Maria. Vielleicht gibt's welchen in Jüterbogk.

Zeisig. (sich verneigend) Wir wollen abwarten, war die Vorsehung in dieser Angelegenheit des Mikrokosmus bestimmt hat. (Er wendet sich zu Herrn Buffey; auf Wilhelm deutend) Wahrscheinlich Ihr Herr Sohn, wenn Sie die Güte haben wollen?

Herr Buffey. Bitte janz unterthänigst: ja wohl! Willem!

Zeisig. (zu Wilhelm, indem er ihm zwei Apfelsinen präsentirt) Darf ich fragen, ob der Herr Geheimerath vielleicht diese beiden Gegenstände des Königsreichs beider Sicilien Ihren Geschmacksnerven nicht unwerth erachten?

Herr Buffey. (höchlich erstaunt) Sie nennen meinen Sohn Herr Jeheimrath? Des Kind?

Zeisig. Ich weiß nicht, was Ihr Sohn ist, und in solchen mißlichen Fällen geht man in Deutschland immer sicherer, Herr Geheimerath zu sagen.

Herr Buffey. Na aber des Wurm kann doch nich schon Jeheimerath sind?

Zeisig. Warum nicht? Es ist mancher Wurm Geheimerath. Und da einige Kinder, während sie noch in den Windeln liegen, höher geachtet werden, oder besser: mehr sind als die erhabensten Geister, als die bewunderungswürdigsten, seltensten Menschen, so sehe ich nicht ein, weshalb Ihr zehn- bis zwölfjähriger Sohn nicht Geheimerath sein könnte.

Finster. (im höchsten Zorne) Mein Herr, ich bin der Geheime Kriegsrath Finster!

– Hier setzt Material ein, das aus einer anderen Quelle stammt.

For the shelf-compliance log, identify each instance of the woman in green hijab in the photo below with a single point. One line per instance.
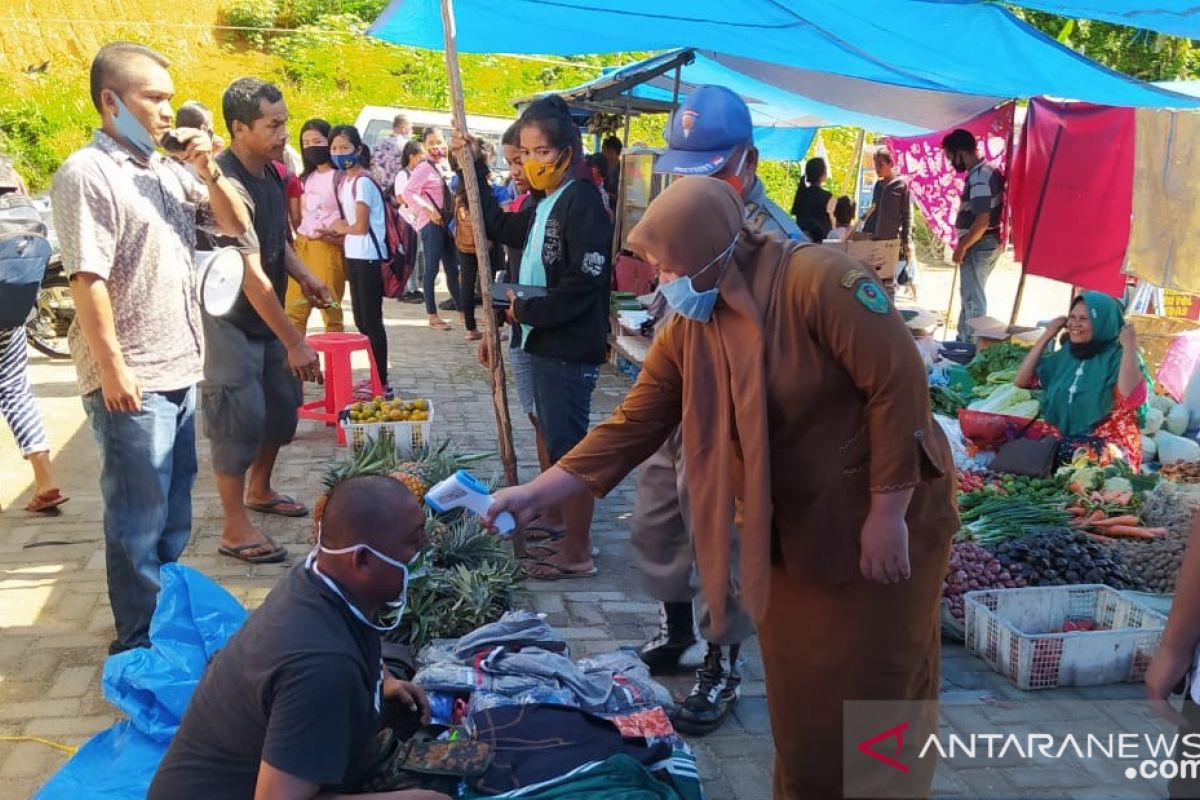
(1093, 384)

Zeisig. (indem er sich sehr artig verbeugt) Mir äußerst angenehm, und ich füge aus Selbstbetrachtung Ihres hochwohlgeborenen Knopfloches hinzu: auch Ritter des rothen Adlerordens vierter Klasse. Nehmen Sie meinen herzlichsten Glückwunsch zu dieser eben so seltenen wie geschätzten Auszeichnung.

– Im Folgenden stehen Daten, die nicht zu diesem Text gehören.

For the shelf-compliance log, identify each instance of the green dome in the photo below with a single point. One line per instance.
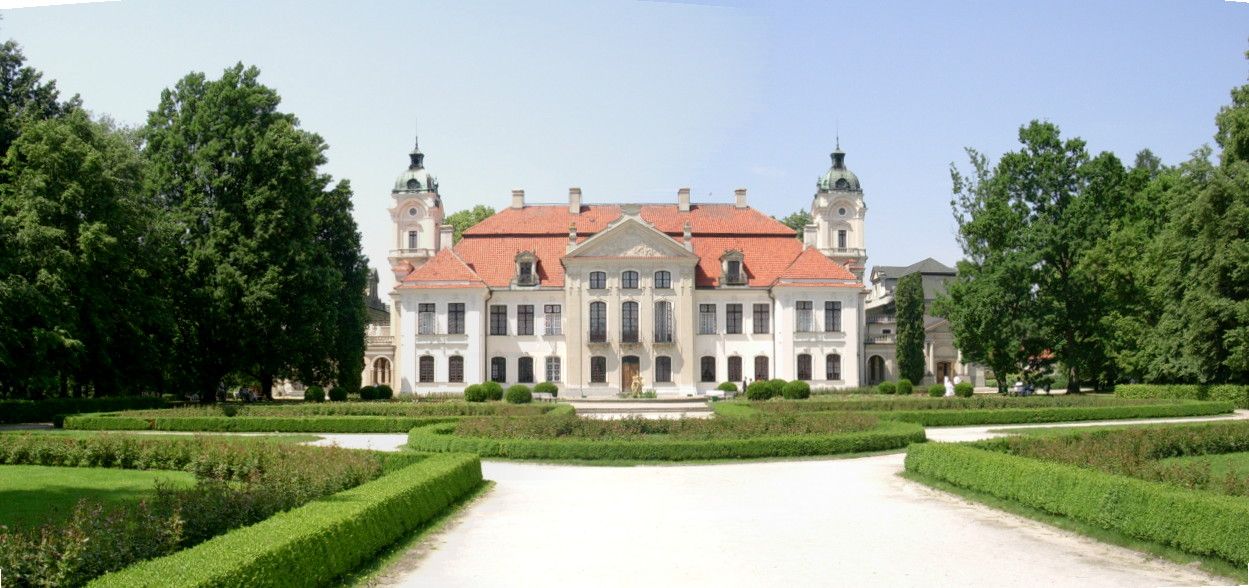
(838, 177)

Lockrer. Hr. Cerf, der Direktor des Königsstädtischen Theaters, hat neulich auch den rothen A. (hustet) A... (hustet) .........

Herr Buffey. (theilnehmend) I mein Jott, Sie scheinen einen sehr starken Husten zu haben, was man ver......

Maria. (zu Lockrer) Wollen Sie einen Bonbon? Hier ist eine ganze Düte. Es sind »Schmeckst Du prächtig's«!

Lockrer. (höflich) Danke, Danke! (sehr ernst) Ich lutsche nie!

Zeisig. (lächelnd) Warum sagten Sie das so ernst?

Lockrer. Weil es zu meinen Vier gereimten Lebensregeln gehört, die einen tieferen Sinn haben, als sie im ersten Augenblicke auszusprechen scheinen: ich kutsche nie, ich lutsche nie, ich putsche nie und ich rutsche nie.

Herr Buffey. Da kannste Dir jleich bilden, Willem. Merke Dir des: kutsche, lutsche, putsche un rutsche nie!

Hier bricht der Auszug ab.